Wednesday, April 11, 2018

Everything You Know About Depression Is Wrong. Big Pharma Made It Up.

Everything you think you know about depression, psychiatric diagnosis and medication is wrong. 
From 1978-1994, American psychiatrists updated the Diagnostic and Statistical Manual (DSM) and included, in detail, all the symptoms of different mental illnesses so they could be identified and treated in the same way across the United States.
For example, they laid out nine symptoms that a patient had to show to be diagnosed with "depression." They did the same for countless other "mental illnesses." The manual was sent out to doctors across the US and they began to use it to diagnose people. However, doctors quickly complained that, if they followed this guide, they had to diagnose every grieving person who came to them as "depressed" or "anxious" and start giving them medications.
For example, if you lose someone, it turns out that all these "depression" symptoms will come to you automatically. So, the doctors wanted to know, are we supposed to start drugging all the bereaved people in America? The DSM authors said, oops, "depression" didn't apply to grief and granted a "grief exception."
Hmm. Doctors were confused. They were instructed by Big Pharma to tell patients that depression is just the result of a spontaneous chemical imbalance in your brain, a natural lack of some chemical, like Serotonin. It’s not caused by your life – it’s caused by your broken brain. How did this explain the grief exception? If you agree that the symptoms of depression are a logical and understandable response to one set of life circumstances – losing a loved one – might they not be an understandable response to other situations? What about if you lose your job? What if you are stuck in a job that you hate for the next 40 years? What if you are downsized and can't find meaningful work again? What about if you are alone and friendless? What if your wife or husband has an affair or leaves you? What if your children are drug addicts and living in your basement?

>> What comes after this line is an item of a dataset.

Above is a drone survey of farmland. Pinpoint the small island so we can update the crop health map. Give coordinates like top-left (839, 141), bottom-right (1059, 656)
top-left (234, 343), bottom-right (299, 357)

Drug companies would fund huge numbers of studies and then only release the ones that showed success for psychiatric medications. The rest were buried. We all know that when you take selfies, you take 30 pictures, throw away the 29 where you look bleary-eyed or double-chinned, and pick out the best one to be your Tinder profile picture. It turned out that the drug companies – who fund almost all the research into these drugs – were taking this approach to studying chemical antidepressants. They would fund huge numbers of studies, throw away all the ones that suggested the drugs had very limited effects, and then only release the ones that showed success.
The grief exception blasted a hole in the claim that the causes of depression are sealed away in your skull and caused by a chemical balance. They needed to hide the fact that depression is a natural response to life's ups and downs. So, Big Pharma and Big Psychiatry conned us in a sneaky way. With each new edition of the DSM manual they reduced the period of grief that you were allowed before being labelled "mentally ill" – down to a few months and then, finally, to nothing at all. Now, if your baby dies at 10am, your doctor can diagnose you with a mental illness and depression at 10.01am and start drugging you straight away. Grieving people were IMMEDIATELY told they were "mentally ill" if showing any distress.
This debate reveals a key problem with how we talk about depression, anxiety and other forms of suffering: we don’t consider LIFE context at all. We act like human distress can be assessed solely on a checklist that can be separated out from our lives, and labeled as brain diseases. If we started to take people’s actual lives into account when we treat depression and anxiety it would require an entire system overhaul. When you have a person with extreme human distress, we need to stop treating the symptoms. The symptoms are a messenger of a deeper problem. Let’s get to the deeper problem.
Most people who take anti-depressants feel better for the first few months. Then the pain seeps back through. The dosage is increased or the medication changed. Still the pain breaks back through. If medication is a cure for depression, why are people still depressed when they are doing everything the psychiatrist tells them to do? Around 25% of US adults are taking at least one drug for a psychiatric problem. In Britain, antidepressant prescriptions have doubled in a decade. What has been causing depression and its twin, anxiety, to spiral in this way? How could it really be that in our separate heads, ALL of us had brain chemistries that were spontaneously malfunctioning at the same time? It turns out that between 65 and 80% of people on antidepressants are depressed again within a year.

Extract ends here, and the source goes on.